Well, that was me, maybe minus the brilliance; and my “depth of feeling” usually amounted to maudlin, saccharine, and pretentious passages barely suitable for a third-rate rock opera. “He pursued his studies, first with Haydn, but there was some clash of temperaments and Beethoven studied too with Schenk, Albrechtsberger, and Salieri.” Something else I didn’t know, that he had studied under the recently much maligned Antonio Salieri. I do not blame F. Murray Abraham for this, but those who took his interpretation and dramatic license as gospel and will forevermore, after the film Amadeus, link the name Salieri with the mediocre; the venal, even, possibly the murderously envious. Grove helps out here too, on another page. “There is little evidence of any intrigues against Mozart, still less of the charge of poisoning.” Salieri is, in fact, not mentioned at all in Grove’s entry on Mozart.

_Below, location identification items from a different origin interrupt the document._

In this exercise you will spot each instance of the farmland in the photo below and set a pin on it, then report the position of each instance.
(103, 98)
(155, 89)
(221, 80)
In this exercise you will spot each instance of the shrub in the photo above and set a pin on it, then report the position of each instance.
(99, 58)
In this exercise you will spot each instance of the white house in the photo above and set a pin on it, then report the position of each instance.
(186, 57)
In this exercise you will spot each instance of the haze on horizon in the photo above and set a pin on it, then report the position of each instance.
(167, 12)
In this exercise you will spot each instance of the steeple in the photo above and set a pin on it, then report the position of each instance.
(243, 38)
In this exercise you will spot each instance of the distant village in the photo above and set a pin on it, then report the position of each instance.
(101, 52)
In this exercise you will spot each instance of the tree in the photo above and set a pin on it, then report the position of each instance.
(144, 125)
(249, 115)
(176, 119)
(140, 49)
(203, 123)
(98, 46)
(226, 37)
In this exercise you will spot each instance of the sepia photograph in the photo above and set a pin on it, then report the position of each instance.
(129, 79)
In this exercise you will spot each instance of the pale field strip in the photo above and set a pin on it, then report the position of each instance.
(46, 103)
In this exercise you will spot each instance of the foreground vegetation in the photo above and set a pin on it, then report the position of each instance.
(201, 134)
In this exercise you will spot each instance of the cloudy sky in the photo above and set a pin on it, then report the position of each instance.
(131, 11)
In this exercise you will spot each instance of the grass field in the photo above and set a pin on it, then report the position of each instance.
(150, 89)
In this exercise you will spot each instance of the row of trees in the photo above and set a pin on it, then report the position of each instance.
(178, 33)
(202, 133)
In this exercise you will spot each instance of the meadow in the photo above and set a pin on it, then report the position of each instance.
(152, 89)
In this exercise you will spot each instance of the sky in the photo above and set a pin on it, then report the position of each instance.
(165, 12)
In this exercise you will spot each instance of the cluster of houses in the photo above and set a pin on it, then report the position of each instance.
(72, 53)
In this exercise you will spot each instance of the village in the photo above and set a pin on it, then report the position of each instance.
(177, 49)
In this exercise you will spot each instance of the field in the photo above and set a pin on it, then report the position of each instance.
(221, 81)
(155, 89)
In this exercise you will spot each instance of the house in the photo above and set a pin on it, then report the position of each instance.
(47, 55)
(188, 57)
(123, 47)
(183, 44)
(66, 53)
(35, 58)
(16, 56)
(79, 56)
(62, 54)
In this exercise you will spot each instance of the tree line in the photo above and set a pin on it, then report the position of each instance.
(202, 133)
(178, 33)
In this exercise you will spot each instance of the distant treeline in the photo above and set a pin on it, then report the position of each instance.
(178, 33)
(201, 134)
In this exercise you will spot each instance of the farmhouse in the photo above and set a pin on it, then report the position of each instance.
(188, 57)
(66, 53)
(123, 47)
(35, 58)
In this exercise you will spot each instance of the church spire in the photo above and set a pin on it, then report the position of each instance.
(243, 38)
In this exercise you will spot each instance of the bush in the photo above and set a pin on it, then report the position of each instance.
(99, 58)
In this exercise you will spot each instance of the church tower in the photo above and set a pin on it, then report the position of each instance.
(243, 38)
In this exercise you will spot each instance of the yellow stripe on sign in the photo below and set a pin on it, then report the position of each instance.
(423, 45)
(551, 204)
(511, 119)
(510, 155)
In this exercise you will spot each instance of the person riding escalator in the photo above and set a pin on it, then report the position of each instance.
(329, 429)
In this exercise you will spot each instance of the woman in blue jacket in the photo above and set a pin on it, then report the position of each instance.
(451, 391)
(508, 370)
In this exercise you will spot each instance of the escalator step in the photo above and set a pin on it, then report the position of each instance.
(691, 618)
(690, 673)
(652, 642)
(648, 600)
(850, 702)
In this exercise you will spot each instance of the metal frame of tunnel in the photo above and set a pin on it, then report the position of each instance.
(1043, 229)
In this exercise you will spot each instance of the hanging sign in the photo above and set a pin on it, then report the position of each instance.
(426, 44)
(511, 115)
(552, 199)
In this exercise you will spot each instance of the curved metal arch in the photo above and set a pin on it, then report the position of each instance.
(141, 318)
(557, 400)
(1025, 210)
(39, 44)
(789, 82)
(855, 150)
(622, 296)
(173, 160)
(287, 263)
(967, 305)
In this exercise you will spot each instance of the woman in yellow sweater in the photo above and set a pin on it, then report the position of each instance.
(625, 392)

One paragraph fragment about the opera Fidelio struck me as hilarious. “Here the heroic theme is made explicit by the story, in which (in the post–French Revolution ‘rescue opera’ tradition) a wife saves her imprisoned husband from murder at the hands of his oppressive political enemy. The three string quartets of this period (Op. 59) are similarly heroic in scale: the first, lasting some 45 minutes, is conceived with great breadth, and it too embodies a sense of triumph as the intense f Minor Adagio gives way to a jubilant finale in the major embodying (at the request of the dedicatee, Count Razumovsky) a Russian folk melody.”

I could all too well see a Woody Allen opera parody entitled Infidelio, in which the heroic theme is undermined by both tuba and accordion passages. In Infidelio, the wife of the mayor smuggles deodorant to Armenian terrorists, all depicted instrumentally in the Latvian Klezmer mode....

“Fidelio, unsuccessful at its premiere, was twice revised by Beethoven and his librettists and successful in its final version of 1814. Here there is more emphasis on the moral force of the story. It deals not only with freedom and justice, and heroism, but also with married love, and in the character of the heroine Leonore, Beethoven’s lofty, idealized image of womanhood is to be seen. He did not find it in real life; he fell in love several times, usually with aristocratic pupils (some of them married), and each time was either rejected or saw that the woman did not match his ideals. In 1812, however, he wrote a passionate love-letter to an ‘Eternally Beloved’ (probably Antonie Brentano, a Viennese married to a Frankfurt businessman), but probably the letter was never sent.”

I am pretty thoroughly unfamiliar with Fidelio, that is to say, ignorant. But the deal with Beethoven and women is so very familiar. While I may not personally relate (I’ve never had a thing for married aristocrats, and I’ve never had much in the way of “ideals” when it comes to women...happy, pretty much, with what I could get), I certainly have known my share of wildly deranged and presumptuous men who have hypocritically rigorous standards for the behavior of women. That Beethoven may have been much like a long-ago roommate of mine struck me as sobering and sad. I wondered if Ludwig also considered all women whom he found attractive but who did not return his interest to be lesbians.

I am very keen on seeing this play, even assuming it will be ineluctably, to some extent, a musical; it at least will be Beethoven’s music. Another assumption. Beethoven as I Knew Him is bound to be wildly different from the Beethoven as I knew him, since, in the end, I never really did.